The Power of Making Mosaics
This post is from an earlier post I wrote back in 2011, collating in one place for myself how mosaic art assists children's learning. Working with community groups has really opened my eyes to what I innately knew for myself when I created mosaics, but that I didn't have a language to describe. I see the healing properties of making mosaics over and over again and after listening to Dr Claire Barnett's keynote speech at the recent MAANZ Symposium here in Canberra, I got an inkling into what that might be - very basically, people who are dealing with trauma/traumatic incidents are in a state where the amygdala has been hijacked almost freezing them in the moment of the traumatic event. These conditions exist because the brain creates a feedback loop that builds and enhances neural pathways. When we work on mosaics, several things are happening (see below list) which stimulates the pre-frontal cortex and other areas of our brain.
It's powerful stuff.

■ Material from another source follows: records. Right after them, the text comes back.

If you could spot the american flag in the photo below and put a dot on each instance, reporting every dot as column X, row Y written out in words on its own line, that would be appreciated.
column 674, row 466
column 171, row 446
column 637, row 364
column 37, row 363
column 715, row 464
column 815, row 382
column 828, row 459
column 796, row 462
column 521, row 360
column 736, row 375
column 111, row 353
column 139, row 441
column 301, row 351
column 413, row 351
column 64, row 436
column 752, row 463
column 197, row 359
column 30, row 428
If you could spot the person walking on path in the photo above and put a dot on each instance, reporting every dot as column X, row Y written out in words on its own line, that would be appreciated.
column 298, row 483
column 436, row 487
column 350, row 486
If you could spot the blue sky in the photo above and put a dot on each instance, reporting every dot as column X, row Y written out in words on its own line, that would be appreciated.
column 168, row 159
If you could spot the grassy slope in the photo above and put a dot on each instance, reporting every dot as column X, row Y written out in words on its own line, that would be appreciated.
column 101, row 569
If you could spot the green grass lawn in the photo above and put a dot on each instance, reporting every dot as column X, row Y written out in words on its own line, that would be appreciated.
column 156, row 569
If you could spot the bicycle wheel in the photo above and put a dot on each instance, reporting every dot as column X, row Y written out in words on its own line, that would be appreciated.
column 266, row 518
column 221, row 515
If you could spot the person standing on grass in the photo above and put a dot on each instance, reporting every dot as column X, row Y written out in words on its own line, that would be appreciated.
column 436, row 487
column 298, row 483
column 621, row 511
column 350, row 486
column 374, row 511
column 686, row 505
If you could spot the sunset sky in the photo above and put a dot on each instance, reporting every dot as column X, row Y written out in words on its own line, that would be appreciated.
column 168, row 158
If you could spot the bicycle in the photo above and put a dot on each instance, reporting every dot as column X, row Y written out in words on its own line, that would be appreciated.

I don't believe the science has yet caught up to what we, as artists, inherently know but Art Therapy and Art as Therapy is gaining traction and it's just a matter of time before researchers publish findings.
Here's the list of how mosaic art affords some real, concrete learning opportunities for children (and adults too!!).
Mosaic art assists in the development of:
Spatial and visual organisation (basics of geometry)
Fine motor skills
Coordinating one's thoughts and actions
Hand and eye coordination – extremely important step to help a child achieve difficult tasks easily, including reading and writing
Correlation between seeing and doing (sight and touch senses)
Math skills as the child learns about basic calculations, surface area, the best way to break down a larger area into smaller ones, shapes, spatial visualisation
Skills children will need to learn to read and write
Language skills as the child listens and follows instructions and talks about what they are doing
Creative self expression
Trust in the process
In addition to the above, larger community projects teach:
Peer to peer interaction (subtly helps children to understand the relationships between people while learning to deal with them effectively)
Cooperative learning strategies
That a child is one of many, each as valuable as the other
That a whole is made up of many parts – each one valid, each one value-adding
That a child’s voice is heard, valid and celebrated
How does mosaic art help the teacher/parent/caregiver?
Making mosaics provides an opportunity for formal learning experiences
The care provider can watch children work alone or in groups
They can monitor the way in which the children speak, move and concentrate
It allows for observation of a child to assess their development
It also allows for the care provider to understand what interests the child has, what engages them and why
Most importantly, kids (and us adults) love it!!